Nahr al-Bard (Cold River) was a reference to a terrorist training facility in Lebanon attacked earlier by Israel, and a code phrase ordering the gunmen to execute their hostages.


Noel, Moore and Eid were then taken to the embassy basement and shot. "The terrorists fired from the floor upward, to prolong their agony of their victims by striking them first in the feet and legs, before administering the coup de grace," wrote Livingstone and Halevy.

A few minutes later, PLO headquarters radioed again, they wrote. This time it was Arafat himself, who asked whether the Nahr al-Bard code word had been understood. He was assured the instruction had already been carried out.

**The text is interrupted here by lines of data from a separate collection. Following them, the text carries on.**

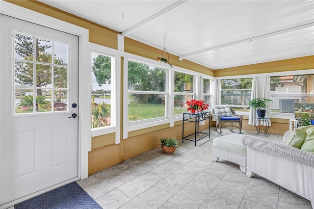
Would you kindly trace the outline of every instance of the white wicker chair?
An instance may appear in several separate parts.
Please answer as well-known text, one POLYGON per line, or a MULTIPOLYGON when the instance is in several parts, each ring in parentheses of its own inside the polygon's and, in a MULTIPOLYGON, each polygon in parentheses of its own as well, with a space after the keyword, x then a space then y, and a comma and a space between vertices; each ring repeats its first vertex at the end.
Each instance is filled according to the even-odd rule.
POLYGON ((221 128, 226 127, 231 127, 230 131, 233 131, 233 128, 239 129, 239 133, 242 133, 242 115, 236 115, 233 109, 228 104, 214 105, 212 109, 212 114, 216 116, 216 126, 214 130, 218 133, 222 133, 221 128), (219 127, 219 131, 217 131, 217 127, 219 127))
MULTIPOLYGON (((288 131, 284 142, 291 132, 288 131)), ((310 200, 314 209, 314 154, 248 135, 242 142, 247 146, 247 176, 257 174, 268 179, 310 200)))

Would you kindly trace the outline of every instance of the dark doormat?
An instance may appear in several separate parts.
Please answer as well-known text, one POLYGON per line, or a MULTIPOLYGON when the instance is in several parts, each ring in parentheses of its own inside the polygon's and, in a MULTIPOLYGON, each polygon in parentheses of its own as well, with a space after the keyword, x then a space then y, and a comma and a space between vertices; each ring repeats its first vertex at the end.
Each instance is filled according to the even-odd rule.
POLYGON ((76 182, 14 206, 15 209, 102 209, 76 182))

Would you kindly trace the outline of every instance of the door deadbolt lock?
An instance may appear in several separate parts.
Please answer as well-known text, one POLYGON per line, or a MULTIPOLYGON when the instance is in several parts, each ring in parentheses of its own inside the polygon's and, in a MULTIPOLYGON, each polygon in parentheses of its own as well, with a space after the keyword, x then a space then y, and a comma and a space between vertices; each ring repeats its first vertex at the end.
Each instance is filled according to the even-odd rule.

Livingstone and Halevy said the radio messages were intercepted by the Israelis and transcripts handed to the State Department.

The terrorists surrendered to the Sudanese, who released two of them for "lack of evidence."

After the other six were interrogated, Sudanese vice president Mohammed Bakir said of the terrorists: "They relied on radio messages from Beirut Fatah headquarters, both for the order to kill the three diplomats and for their own surrender Sunday morning."

The six later went on trial, during which the commander, Salim Rizak, told the Sudanese court: "We carried out this operation on the orders of the Palestine Liberation Organization and should only be questioned by that organization."

In June 1973, they were found guilty of murdering the three diplomats and sentenced to life imprisonment. Hours later the Sudanese government commuted their sentences to seven years and flew them out of the country, handing them over to the PLO.

The Nixon administration downgraded relations and withdrew its new ambassador to Khartoum -- Cleo's successor -- in protest.

After Nixon resigned, the Ford administration began a step-by-step process of normalization relations with Khartoum.

The documents released on Monday include official correspondence showing how Washington expressed its dissatisfaction to Sudan, withdrew its envoy, and subsequently moved to restore diplomatic ties to normal.